Actuellement, s'ouvre en France un débat sur la fin de vie, sur la dignité de toute personne, tendant à « moraliser » l’euthanasie. Vous connaissez bien ce débat. Il nous faut aujourd’hui poser une parole qui vient servir la vie, difficile à poser de façon audible, tenant ensemble charité et vérité, pour le bien des personnes les plus vulnérables. Saint Maurice et ses compagnons ont ainsi choisi de servir la vie. Ils semblent avoir choisi la mort. Mais ce n’est pas la mort qu’ils ont choisie. Ils ont choisi la vie qui sert et respecte la vie de leurs frères. Cette vie-là est déjà habitée par le Christ qui portait avec eux ce combat. La choisissant, ils intègrent la mort à leur existence. Ils sont comme ces serviteurs de l'apocalypse qui posent un signe profondément lumineux de vie, qui continue de nous éclairer.

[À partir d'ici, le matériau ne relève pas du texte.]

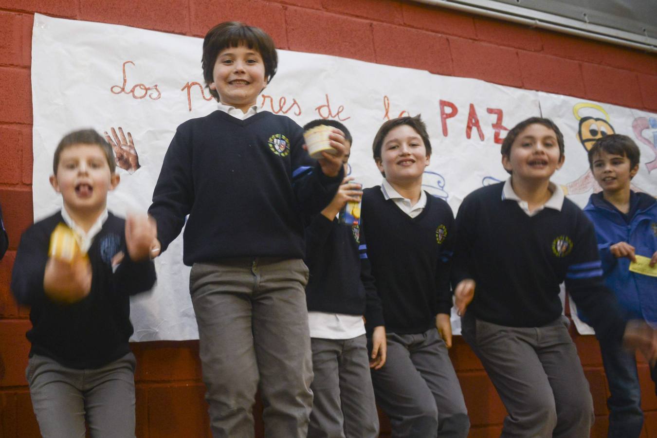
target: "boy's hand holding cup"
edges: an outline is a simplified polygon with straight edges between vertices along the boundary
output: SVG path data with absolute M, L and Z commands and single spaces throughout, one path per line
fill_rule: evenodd
M 357 217 L 360 217 L 360 202 L 363 196 L 363 187 L 358 183 L 354 183 L 353 177 L 346 177 L 342 183 L 338 188 L 338 191 L 326 208 L 322 210 L 322 214 L 327 219 L 332 221 L 342 209 L 351 206 L 351 211 L 358 209 Z
M 91 265 L 78 244 L 73 231 L 63 224 L 51 235 L 49 259 L 43 275 L 43 290 L 51 299 L 70 304 L 91 290 Z
M 332 126 L 320 125 L 304 132 L 304 139 L 306 150 L 311 157 L 317 158 L 324 175 L 337 176 L 346 150 L 344 133 Z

Ainsi, Frères et sœurs, je suis venu demander auprès de saint Maurice et ses compagnons la grâce de la cohérence de vie entre ma proclamation de l’Évangile et toute mon existence, ainsi que pour toute l’Église. C’est cette cohérence profonde, qui leur a permis de prendre une juste décision, sans soupçonner même la fécondité immense de leur témoignage.

Lors de sa première messe comme cardinal, Mgr Aveline a cité Charles de Foucauld, qui demandait la grâce de mourir en martyr, en témoin, et qui demandait donc la grâce de mettre toute chose en perspective avec cette fin. Plus près de nous, les martyrs de Tibhérine qui nous disent combien leur oui extrême s'était enraciné dans leurs petits oui donnés au fur et à mesure de leur existence. Le Père Christian de Chergé disait qu’il était tout aussi solennel de nouer son tablier que de donner sa vie, et vice-versa…

Demandons ici la grâce du courage pour que l’Évangile ne se perde pas en nos cœurs mais continue sa course, par notre témoignage de vie, vers les extrémités de la terre. Au risque d’une annonce qui trouvera sa cohérence encore aujourd’hui, dans la louange de celui qui se donne comme son maître. Amen.